井伏の太宰弔辞は、「どうしようもないことですが、その実は恥じ入ります。左様なら」、だった。

(平野)
映画「マイ・ブックショップ」を見た。戦争未亡人が田舎町で夫との夢だった本屋を開業。町の有力者は自分が文化の中心でありたい人物で、彼女の経営を妨害。老紳士が味方してくれるが、町の人たちは本屋から離れていく。レイ・ブラッドベリやウラジミール・ナバコフの本が紹介される。当時の先進的な本屋たろうとした姿勢を描き、読書の楽しみや喜びを伝える作品である。錚々たる識者が推薦のコメントをしている。でもね、私は結末――焚書とその当事者であろう少女のその後には納得できない。解釈が浅いのか。

 6.2《朝日歌壇》より。
〈令和でも私は紙で読むだろうレシートなどをしおりがわりに (高岡市)池田典恵〉
『ビッグイシュー日本版』359号(2019.5.15)特集は「紙の力 ポストデジタル文化」。

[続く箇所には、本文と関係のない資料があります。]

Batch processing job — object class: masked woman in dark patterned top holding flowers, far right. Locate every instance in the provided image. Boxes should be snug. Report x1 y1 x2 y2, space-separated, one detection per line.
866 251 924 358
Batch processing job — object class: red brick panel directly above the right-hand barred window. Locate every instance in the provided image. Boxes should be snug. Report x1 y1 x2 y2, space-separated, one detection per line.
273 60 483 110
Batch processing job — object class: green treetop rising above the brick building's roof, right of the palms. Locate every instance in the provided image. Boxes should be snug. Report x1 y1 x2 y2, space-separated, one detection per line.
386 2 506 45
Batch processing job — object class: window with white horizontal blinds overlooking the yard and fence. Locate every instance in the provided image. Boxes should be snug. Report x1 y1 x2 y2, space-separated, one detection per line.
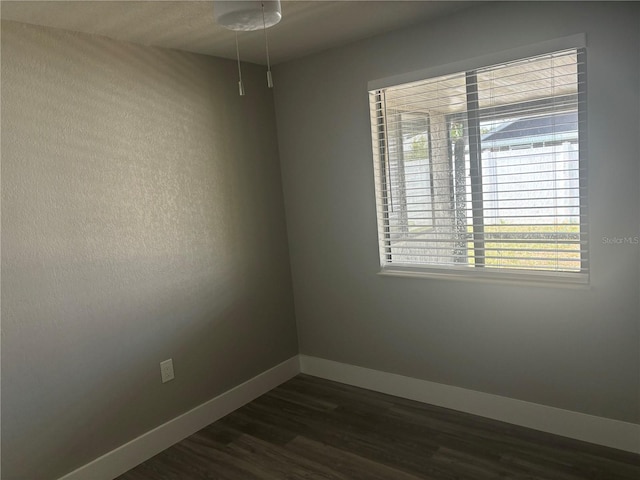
369 49 588 282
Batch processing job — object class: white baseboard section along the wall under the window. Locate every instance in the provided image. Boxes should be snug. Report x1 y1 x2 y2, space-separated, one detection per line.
300 355 640 453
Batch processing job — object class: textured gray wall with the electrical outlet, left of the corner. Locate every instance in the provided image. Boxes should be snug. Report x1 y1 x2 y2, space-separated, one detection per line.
2 22 297 480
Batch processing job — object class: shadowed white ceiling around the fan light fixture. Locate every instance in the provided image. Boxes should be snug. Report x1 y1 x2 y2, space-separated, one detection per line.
1 0 474 64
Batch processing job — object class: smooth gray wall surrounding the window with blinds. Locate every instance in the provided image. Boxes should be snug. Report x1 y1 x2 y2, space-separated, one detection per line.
274 2 640 422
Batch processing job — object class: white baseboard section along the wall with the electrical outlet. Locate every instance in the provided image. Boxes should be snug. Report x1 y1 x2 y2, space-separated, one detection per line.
59 355 300 480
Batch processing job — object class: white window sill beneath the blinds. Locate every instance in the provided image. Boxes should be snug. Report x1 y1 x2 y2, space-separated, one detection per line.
378 266 591 290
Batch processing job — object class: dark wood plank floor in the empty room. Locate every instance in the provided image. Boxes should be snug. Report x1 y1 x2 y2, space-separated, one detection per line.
118 375 640 480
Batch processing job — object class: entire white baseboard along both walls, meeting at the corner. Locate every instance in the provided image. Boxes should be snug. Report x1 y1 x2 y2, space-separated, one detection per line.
59 355 640 480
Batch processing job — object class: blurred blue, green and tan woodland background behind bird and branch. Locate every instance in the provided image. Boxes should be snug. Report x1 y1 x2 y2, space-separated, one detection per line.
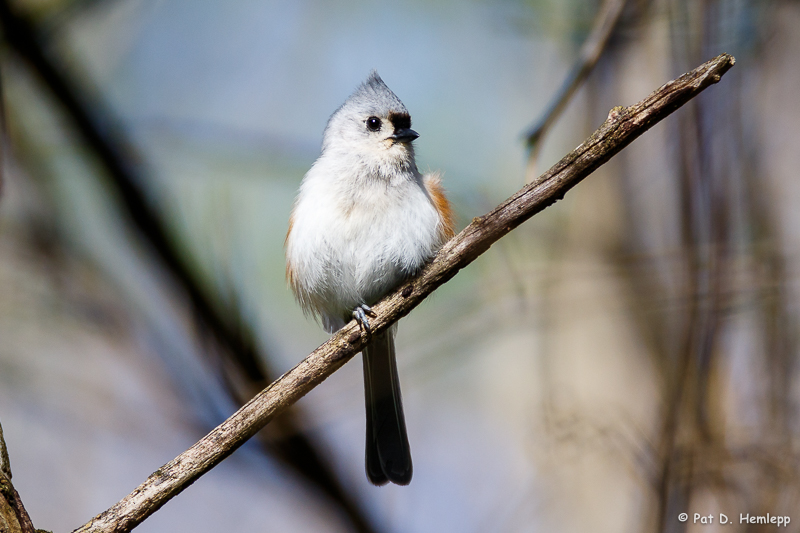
0 0 800 533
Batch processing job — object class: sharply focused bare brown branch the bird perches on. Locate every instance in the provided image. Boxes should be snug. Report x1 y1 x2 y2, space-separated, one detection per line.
76 54 735 533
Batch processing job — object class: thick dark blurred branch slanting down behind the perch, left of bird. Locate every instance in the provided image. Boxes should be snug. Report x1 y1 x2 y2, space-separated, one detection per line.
0 0 374 532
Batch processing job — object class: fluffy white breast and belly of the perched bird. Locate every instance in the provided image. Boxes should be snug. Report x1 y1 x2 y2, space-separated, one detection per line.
286 154 441 331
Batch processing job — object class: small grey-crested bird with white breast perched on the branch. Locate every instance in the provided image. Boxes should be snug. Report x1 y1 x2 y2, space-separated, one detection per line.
285 70 454 486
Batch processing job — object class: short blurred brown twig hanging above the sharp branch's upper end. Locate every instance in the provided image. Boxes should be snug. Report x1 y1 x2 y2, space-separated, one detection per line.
525 0 628 182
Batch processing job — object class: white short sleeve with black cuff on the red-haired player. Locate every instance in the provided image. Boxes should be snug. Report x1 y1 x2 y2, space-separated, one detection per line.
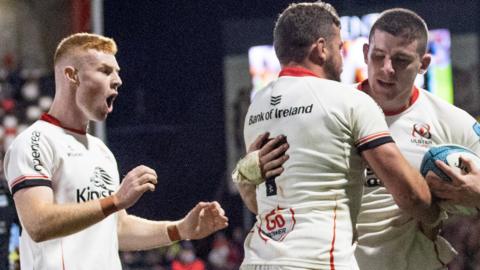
4 129 53 195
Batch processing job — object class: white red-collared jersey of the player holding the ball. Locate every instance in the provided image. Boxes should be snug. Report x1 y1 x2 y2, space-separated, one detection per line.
355 81 480 270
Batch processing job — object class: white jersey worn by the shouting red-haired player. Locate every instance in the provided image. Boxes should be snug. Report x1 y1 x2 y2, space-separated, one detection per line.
5 114 121 270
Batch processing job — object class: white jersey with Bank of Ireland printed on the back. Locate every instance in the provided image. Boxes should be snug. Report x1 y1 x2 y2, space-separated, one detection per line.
242 68 392 270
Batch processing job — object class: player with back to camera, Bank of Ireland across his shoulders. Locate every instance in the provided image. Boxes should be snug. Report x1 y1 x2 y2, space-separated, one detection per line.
235 2 437 269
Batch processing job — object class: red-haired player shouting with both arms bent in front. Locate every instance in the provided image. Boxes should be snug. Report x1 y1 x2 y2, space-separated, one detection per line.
5 33 228 270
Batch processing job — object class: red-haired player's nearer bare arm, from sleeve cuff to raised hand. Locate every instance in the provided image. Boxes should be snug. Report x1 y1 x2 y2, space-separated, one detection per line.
14 165 157 242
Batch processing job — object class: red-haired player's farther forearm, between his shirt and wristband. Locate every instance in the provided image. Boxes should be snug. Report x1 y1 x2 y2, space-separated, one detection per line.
118 211 180 251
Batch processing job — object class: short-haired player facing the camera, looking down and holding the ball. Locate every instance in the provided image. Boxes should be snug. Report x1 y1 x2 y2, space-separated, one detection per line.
235 8 480 270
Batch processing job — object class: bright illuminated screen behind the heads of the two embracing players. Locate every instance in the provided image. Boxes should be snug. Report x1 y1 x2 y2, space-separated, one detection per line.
248 13 453 104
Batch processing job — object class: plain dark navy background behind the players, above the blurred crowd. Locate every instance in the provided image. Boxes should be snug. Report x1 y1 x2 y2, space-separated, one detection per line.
104 0 480 228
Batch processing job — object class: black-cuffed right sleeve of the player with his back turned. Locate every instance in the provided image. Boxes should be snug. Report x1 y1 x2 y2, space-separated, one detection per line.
351 92 393 153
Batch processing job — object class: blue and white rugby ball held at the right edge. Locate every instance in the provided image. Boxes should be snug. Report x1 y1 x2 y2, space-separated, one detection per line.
420 144 480 182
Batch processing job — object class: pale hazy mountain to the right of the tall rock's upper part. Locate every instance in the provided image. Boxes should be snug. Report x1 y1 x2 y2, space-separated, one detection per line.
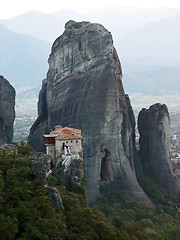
118 14 180 60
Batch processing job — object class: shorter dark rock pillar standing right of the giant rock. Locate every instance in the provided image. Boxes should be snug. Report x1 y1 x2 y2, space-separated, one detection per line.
138 103 180 197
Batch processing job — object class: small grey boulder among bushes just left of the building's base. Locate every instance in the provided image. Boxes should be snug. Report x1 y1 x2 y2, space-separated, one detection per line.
29 152 52 179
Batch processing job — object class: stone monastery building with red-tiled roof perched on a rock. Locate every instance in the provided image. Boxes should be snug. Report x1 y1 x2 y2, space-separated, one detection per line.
44 125 82 165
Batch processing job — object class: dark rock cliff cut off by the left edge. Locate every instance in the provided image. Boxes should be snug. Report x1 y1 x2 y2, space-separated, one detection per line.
0 76 15 145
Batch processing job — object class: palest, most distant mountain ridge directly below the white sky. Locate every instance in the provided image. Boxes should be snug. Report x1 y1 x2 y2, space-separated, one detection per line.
0 7 180 44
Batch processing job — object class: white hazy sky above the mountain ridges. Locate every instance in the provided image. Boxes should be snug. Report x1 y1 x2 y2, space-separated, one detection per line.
0 0 180 19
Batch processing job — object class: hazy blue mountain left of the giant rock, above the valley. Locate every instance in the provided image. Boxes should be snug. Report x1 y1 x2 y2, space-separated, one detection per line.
0 24 50 87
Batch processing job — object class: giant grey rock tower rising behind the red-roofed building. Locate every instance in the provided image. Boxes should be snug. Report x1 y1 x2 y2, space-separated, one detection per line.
29 21 151 205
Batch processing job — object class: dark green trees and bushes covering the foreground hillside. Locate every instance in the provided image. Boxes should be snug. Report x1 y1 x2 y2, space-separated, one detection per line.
0 143 180 240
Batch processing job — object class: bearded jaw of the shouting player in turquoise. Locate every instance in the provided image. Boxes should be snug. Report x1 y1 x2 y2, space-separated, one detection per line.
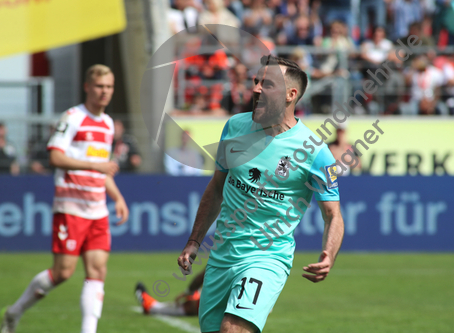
252 96 285 128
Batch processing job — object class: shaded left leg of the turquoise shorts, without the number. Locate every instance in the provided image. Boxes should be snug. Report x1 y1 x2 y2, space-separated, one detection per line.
199 265 234 333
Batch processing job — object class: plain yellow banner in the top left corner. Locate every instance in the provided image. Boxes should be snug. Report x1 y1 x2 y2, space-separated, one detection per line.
0 0 126 56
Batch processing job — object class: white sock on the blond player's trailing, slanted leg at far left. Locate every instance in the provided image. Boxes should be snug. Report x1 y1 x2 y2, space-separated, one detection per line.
8 269 54 317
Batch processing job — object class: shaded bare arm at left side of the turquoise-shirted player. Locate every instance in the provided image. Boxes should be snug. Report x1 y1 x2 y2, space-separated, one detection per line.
178 170 227 270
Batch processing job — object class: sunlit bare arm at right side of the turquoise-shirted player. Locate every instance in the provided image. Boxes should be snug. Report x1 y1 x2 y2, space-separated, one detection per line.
303 201 344 282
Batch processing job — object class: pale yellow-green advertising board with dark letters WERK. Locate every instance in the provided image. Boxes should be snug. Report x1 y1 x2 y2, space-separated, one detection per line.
166 117 454 176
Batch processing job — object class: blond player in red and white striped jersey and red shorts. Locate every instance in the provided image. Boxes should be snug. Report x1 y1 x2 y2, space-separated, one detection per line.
0 65 129 333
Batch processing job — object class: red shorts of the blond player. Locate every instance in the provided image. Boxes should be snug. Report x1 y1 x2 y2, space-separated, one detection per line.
52 213 111 256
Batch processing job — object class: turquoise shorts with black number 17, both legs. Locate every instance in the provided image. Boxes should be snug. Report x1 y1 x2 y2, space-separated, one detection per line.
199 261 288 332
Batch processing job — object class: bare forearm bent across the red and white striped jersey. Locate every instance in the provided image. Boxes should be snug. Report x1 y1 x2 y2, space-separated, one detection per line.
49 149 118 176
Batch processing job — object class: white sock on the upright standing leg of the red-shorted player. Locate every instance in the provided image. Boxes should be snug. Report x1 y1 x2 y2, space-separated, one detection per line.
80 279 104 333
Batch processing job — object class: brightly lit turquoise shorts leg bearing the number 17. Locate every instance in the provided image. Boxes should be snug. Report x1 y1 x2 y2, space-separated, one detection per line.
226 262 287 332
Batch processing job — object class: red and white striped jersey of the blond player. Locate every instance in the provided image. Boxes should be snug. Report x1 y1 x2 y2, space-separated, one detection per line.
47 104 114 220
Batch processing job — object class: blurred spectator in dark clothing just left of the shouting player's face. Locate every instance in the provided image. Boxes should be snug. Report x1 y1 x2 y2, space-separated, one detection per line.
222 63 253 114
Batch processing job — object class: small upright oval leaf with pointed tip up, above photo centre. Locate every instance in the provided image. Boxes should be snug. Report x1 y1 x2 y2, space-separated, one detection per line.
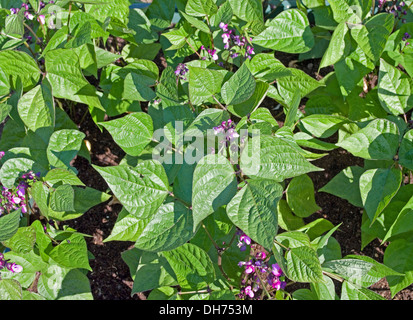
221 64 256 105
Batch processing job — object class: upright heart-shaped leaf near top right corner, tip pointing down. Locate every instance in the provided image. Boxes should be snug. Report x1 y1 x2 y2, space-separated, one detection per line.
351 13 394 62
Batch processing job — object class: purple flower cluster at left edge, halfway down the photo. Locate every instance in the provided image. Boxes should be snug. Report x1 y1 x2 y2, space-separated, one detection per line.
0 166 40 216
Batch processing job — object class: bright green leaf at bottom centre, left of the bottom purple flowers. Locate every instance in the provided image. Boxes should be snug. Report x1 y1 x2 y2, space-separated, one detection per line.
163 243 215 290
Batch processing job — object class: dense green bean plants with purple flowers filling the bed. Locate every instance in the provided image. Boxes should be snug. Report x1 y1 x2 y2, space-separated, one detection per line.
0 0 413 300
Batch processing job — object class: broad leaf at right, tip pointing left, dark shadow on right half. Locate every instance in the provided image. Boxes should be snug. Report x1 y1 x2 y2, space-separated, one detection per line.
337 119 399 160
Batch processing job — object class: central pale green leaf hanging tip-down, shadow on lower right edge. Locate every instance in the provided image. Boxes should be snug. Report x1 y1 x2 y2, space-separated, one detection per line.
192 154 237 230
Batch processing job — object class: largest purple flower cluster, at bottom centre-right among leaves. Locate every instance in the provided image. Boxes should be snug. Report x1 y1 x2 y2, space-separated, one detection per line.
238 251 286 298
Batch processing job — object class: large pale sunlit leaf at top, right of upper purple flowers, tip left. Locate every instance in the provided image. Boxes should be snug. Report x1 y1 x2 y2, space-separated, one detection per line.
253 9 314 53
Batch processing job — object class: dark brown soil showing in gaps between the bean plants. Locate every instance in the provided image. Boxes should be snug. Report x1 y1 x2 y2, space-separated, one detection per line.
58 47 413 300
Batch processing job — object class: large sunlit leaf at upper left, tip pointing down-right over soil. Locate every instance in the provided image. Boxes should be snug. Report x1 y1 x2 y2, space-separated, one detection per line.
45 49 104 110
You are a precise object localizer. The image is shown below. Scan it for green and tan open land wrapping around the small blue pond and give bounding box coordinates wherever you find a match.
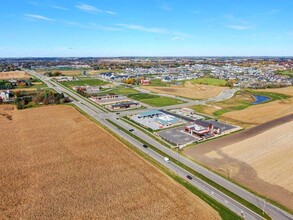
[191,87,293,128]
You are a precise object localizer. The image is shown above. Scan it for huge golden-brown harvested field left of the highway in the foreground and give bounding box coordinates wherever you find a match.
[0,105,220,219]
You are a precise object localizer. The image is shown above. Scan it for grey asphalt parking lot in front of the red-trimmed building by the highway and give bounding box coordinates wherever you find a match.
[157,126,199,146]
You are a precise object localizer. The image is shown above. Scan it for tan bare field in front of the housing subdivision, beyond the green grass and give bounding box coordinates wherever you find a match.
[142,81,227,99]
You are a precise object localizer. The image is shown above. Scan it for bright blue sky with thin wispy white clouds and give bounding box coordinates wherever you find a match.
[0,0,293,57]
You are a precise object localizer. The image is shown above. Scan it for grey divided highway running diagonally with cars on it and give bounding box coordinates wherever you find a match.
[27,71,293,220]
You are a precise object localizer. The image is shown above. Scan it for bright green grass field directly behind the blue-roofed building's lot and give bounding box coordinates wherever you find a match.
[128,93,184,107]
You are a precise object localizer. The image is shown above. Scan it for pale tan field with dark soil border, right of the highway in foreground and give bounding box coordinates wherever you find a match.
[184,114,293,210]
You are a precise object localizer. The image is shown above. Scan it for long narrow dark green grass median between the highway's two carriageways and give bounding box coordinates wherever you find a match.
[106,119,271,219]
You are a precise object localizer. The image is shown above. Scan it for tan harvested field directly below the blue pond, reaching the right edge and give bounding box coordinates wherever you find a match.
[221,98,293,125]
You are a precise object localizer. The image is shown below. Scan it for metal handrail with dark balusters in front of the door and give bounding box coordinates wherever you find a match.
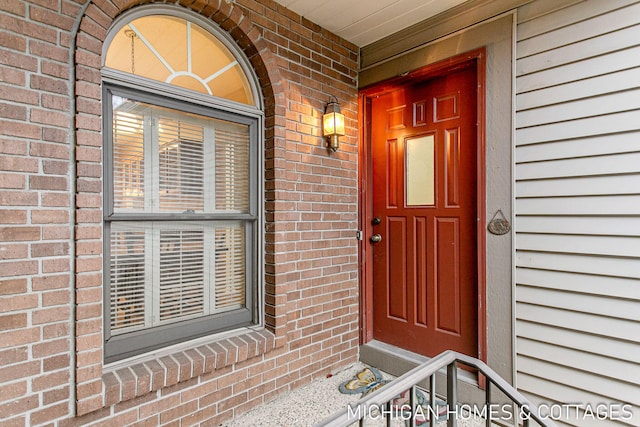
[316,350,555,427]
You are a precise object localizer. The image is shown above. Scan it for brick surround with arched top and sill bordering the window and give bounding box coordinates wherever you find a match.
[74,0,286,415]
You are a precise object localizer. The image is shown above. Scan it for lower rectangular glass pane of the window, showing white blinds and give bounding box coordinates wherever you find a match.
[109,221,246,335]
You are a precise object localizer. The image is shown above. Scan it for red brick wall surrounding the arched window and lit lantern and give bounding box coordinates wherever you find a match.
[0,0,358,426]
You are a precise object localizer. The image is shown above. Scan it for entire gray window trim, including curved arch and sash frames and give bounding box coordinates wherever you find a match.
[101,4,265,363]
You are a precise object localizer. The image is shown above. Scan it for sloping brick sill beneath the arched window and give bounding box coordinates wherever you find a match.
[98,329,276,415]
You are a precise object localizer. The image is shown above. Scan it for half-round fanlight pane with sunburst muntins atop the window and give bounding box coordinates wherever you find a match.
[105,15,255,105]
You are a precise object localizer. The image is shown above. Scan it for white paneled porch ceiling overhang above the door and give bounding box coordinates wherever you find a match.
[276,0,466,47]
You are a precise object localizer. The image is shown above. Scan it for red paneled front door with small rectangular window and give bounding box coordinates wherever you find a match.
[370,67,478,356]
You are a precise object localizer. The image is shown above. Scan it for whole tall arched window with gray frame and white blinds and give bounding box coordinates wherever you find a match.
[102,8,262,362]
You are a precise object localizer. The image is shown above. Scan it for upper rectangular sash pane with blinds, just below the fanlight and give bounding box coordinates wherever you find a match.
[112,97,250,214]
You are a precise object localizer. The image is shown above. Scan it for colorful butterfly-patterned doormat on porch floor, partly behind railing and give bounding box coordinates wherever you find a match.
[338,367,447,425]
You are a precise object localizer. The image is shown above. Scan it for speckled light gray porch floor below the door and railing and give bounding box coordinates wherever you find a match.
[221,363,485,427]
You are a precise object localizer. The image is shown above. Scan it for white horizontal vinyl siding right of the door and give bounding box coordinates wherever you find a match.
[514,0,640,426]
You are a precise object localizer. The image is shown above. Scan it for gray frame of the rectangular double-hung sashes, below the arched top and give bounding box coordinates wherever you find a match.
[102,83,263,363]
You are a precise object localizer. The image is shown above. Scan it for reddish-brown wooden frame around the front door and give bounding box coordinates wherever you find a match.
[358,47,487,362]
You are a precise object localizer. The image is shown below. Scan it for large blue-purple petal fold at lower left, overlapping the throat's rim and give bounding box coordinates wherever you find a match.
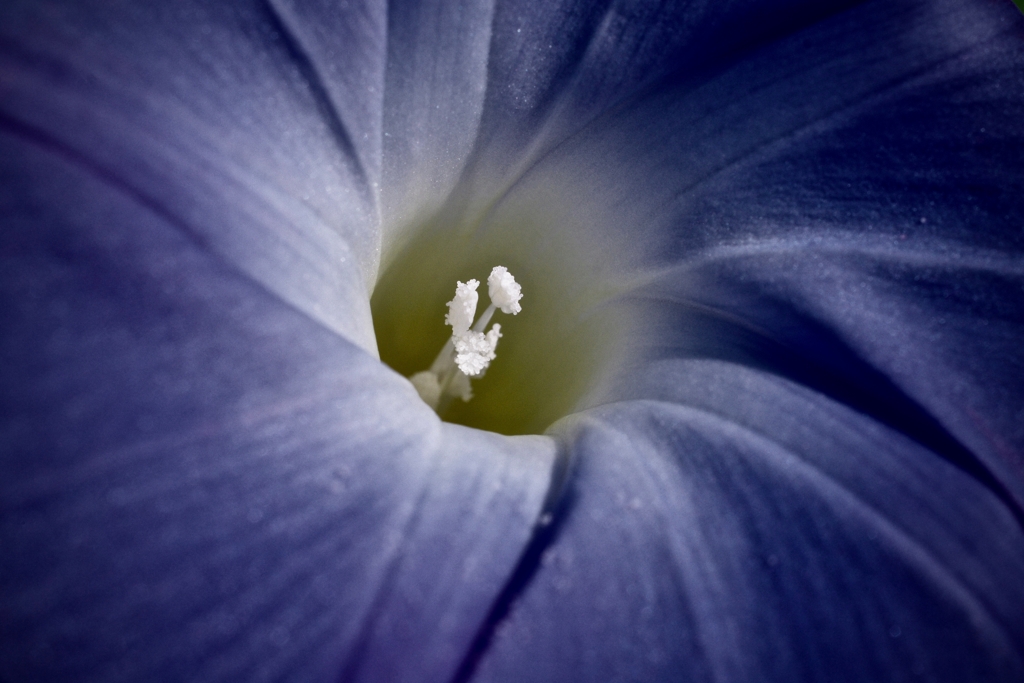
[0,134,555,681]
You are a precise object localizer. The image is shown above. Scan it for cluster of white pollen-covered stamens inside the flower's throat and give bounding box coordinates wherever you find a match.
[409,265,522,415]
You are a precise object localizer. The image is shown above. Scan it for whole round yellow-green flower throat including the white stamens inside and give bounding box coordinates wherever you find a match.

 大倉山にある神戸市立中央図書館が蔵書点検で15日間休館(6.317)。前々日が返却日でよかった。絶対、私、休み中に行くもの。いままで何回休館日に当たったことか。借りた本は、山本周五郎『小説の効用・青べか日記』(新潮文庫)、橋本関雪『白沙村人随筆』(中央公論社)、『谷崎潤一郎=渡辺千萬子 往復書簡』(中央公論新社)。調べ物用。